COMMUNICATION, Health Equity & Policy

A row of colored pencils, arranged in order of increasing length from image top to bottom (picture has been rotated 90 degrees clockwise from original orientation). Image credit: Tamanna Rumee/Unsplash
Image credit: Tamanna Rumee/Unsplash
  • “We would all benefit from exploring this longer history of tech, including ed tech, and who it serves. We would benefit from taking the time to ask hard questions about what constitutes effective teaching and learning in our disciplines and how tech might or might not play into it. And our students would benefit from us slowing down, providing some friction, and asking the tough questions about the value and harms of technologies before deploying them.” At her “Pandora’s Bot” Substack, Katie Conrad sounds a skeptical note about the proliferation of AI platforms and tools touted as solutions that reduce “friction” in educational settings.
  • “Adopting a more formulaic approach to medicine, it seems, is part of a natural evolution. Clinical scoring systems that I, and many physicians, regularly employ help to predict aspects of our patients’ health we cannot reasonably foresee. Feeding in certain parameters such as a heart rate, age, or a measure of liver function allows us to retrieve various likelihoods such as the chance of having a blood clot in the lungs, a heart attack in the next decade, or a favorable outcome from steroids for someone whose liver is inflamed by alcohol….Yet the more familiar we become with these methods, the less certain we know those truths to be. A person’s health follows a multipronged course set as much by the mysteries of their biology as by the realities of where they happen to live, grow, and work.” An essay by Arjun V.K. Sharma, published in Undark, ponders the potential – and the fundamental, non-technological limitations – of AI-based tools for healthcare (H/T @AI_4_Healthcare).

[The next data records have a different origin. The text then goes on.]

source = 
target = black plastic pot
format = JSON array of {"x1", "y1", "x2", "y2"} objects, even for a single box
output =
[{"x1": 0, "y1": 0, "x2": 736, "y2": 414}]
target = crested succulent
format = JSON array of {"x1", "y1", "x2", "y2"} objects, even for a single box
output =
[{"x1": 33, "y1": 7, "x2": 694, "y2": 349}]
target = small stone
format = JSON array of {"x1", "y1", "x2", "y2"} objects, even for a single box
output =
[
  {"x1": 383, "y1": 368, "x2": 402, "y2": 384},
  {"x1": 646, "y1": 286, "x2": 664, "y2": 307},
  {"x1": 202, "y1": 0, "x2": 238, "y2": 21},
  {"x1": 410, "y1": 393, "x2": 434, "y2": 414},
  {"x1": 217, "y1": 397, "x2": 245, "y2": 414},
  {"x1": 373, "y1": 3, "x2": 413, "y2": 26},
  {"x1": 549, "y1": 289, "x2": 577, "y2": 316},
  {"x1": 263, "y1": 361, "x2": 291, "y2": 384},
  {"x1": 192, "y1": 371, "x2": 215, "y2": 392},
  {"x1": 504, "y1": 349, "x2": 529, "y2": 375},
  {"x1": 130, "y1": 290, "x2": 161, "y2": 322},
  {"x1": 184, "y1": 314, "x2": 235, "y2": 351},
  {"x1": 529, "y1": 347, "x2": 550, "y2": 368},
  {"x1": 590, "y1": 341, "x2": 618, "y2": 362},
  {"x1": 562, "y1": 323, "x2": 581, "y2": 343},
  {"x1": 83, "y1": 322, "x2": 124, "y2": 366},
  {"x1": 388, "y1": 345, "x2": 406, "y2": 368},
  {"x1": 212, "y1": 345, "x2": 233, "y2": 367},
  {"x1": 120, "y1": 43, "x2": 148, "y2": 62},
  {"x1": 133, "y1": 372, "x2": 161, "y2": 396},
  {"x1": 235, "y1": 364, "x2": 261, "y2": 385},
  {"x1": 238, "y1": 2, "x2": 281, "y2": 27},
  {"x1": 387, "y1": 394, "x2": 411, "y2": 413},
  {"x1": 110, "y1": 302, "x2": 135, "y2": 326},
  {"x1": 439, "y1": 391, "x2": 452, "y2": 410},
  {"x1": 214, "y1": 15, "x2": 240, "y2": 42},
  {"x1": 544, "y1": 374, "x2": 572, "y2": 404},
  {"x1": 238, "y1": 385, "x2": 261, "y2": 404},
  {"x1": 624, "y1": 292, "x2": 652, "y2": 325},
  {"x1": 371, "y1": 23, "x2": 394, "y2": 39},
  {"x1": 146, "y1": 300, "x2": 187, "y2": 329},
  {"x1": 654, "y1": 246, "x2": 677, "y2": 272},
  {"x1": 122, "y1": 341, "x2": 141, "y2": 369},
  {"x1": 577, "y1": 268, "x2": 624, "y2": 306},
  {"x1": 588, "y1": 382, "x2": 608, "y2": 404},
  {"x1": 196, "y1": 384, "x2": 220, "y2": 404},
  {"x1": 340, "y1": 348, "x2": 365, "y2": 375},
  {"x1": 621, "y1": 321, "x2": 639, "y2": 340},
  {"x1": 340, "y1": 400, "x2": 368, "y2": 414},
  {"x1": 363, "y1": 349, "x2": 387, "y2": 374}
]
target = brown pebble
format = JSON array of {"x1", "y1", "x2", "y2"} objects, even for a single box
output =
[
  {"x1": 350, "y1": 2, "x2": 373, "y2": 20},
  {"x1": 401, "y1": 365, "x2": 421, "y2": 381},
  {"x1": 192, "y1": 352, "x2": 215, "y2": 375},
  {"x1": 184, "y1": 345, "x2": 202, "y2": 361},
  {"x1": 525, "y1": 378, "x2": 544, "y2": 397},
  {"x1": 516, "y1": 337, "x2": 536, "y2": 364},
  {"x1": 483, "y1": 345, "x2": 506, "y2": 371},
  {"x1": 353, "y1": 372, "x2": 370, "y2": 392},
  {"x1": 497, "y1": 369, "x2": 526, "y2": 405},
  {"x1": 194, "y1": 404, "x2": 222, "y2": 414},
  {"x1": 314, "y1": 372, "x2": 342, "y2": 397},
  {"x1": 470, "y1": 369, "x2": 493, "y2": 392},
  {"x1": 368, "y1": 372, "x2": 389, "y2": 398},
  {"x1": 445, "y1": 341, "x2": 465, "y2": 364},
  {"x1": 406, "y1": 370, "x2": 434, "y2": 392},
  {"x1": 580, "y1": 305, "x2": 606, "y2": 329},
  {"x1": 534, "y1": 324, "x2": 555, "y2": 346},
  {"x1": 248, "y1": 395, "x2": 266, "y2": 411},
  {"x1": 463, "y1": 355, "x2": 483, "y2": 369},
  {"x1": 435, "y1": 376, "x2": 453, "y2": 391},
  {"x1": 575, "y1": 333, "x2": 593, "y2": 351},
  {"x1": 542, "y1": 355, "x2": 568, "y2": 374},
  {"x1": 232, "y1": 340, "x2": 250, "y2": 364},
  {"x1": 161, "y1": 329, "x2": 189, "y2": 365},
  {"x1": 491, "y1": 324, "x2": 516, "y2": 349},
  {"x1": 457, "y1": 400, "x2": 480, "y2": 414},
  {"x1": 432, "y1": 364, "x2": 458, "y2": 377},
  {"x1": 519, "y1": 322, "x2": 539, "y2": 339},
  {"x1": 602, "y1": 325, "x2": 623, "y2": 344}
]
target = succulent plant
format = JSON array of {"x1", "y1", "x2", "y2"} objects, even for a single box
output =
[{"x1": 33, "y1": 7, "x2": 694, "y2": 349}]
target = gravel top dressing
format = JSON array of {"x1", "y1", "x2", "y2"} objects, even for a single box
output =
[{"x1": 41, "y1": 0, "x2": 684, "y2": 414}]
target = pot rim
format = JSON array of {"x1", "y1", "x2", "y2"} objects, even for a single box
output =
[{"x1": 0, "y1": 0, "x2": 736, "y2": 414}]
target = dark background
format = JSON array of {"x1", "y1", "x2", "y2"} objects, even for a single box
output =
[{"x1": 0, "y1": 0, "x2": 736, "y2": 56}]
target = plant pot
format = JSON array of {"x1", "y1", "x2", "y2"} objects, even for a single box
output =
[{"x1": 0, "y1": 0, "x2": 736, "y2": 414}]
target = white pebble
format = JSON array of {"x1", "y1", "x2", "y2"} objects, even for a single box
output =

  • “The end of the continuous enrollment provision may have reversed some coverage gains for Black and Hispanic individuals during the COVID-19 PHE [public health emergency]…This finding is consistent with state-collected data suggesting that early coverage losses are secondary to renewal processes rather than changes in Medicaid eligibility…With states resuming eligibility redeterminations, policy attention is needed to improve enrollment processes, particularly for populations more likely to experience challenges.” A research letter published in JAMA Internal Medicine by Rumalla and colleagues examines disparities revealed in Medicaid disenrollment patterns follow the COVID-19 pandemic (H/T @UREssien).